Let's turn to the art of writing computer programs, ie software. I'll put aside all the different language evolutions, new microprocessors, peripherals, and so on. Let's just concentrate on the transition from concepts held in the head to a written representation from which executable code can be generated more or less automatically. Back to when I was a teenager. At that time, most languages had their very own editors, all with their own conventions. Assembly was sometimes written in assembly and sometimes directly in hexadecimal. Basic had its line numbers. Writing code for UCSD Pascal was a very different activity than for Turbo Pascal. Interpreted languages such as Lisp or Smalltalk even had their own environment on some specialised hardware. The glorious days of the Lisp Machine. Then I started to use independent editors. Programs like ed or sed, where code was entered line-by-line, and commands were issued to modify the code entered. Then came the luxury of full-screen editing with tools such as Emacs. Eventually the days of the IDE started. Along the line came pretty-printers, grep, coloured syntax, code and class completion...

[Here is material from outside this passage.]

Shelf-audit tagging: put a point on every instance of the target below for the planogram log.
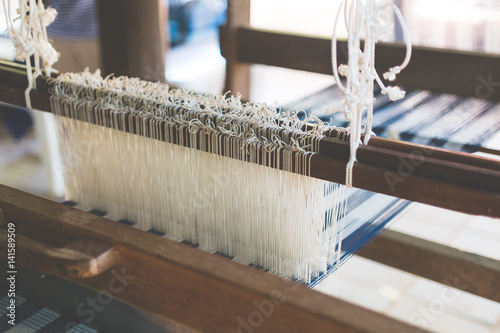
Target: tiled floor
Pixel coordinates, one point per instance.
(395, 293)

This is not a definite chronology, I continued to use line-editors at the same time I was using Emacs. When doing all the editing locally the speed impact was negligible, but when editing from a VT terminal connected to a remote computer via a 1200 bps connection, having a remote echo for each and every character was painfully slow. Now, unless you have the latest fastest meanest hardware, the all-singing and dancing IDEs can feel as painfully slow.

The impact of the evolution of code writing technology is amazingly similar to the impact of the evolution of prose writing technology. In the early days, I was thinking much more about the code I was writing before I actually entered it, I even resorted to handwriting some bits on scrap listings. This resulted, consciously or not, in compact code. Short variable names and tight algorithms. With the advent of more visual and interactive environments (and a better knowledge of computer science), I started to use more meaningful variable names and even included some comments. However, the code is not only more verbose but is probably less refined. Time that was spent purely on the functional aspect is now spent on the look – ie readability.

If you have kept listings of software you wrote many years ago, try to find them and compare the style with what you write today. The impact of the editing technology is rarely noticed (unless something goes wrong, like the editor crashing) but it does influence the way we write software.

David Mery

(C)1999, Centaur Communications Ltd. Reproduced with the kind permission of EXE Magazine.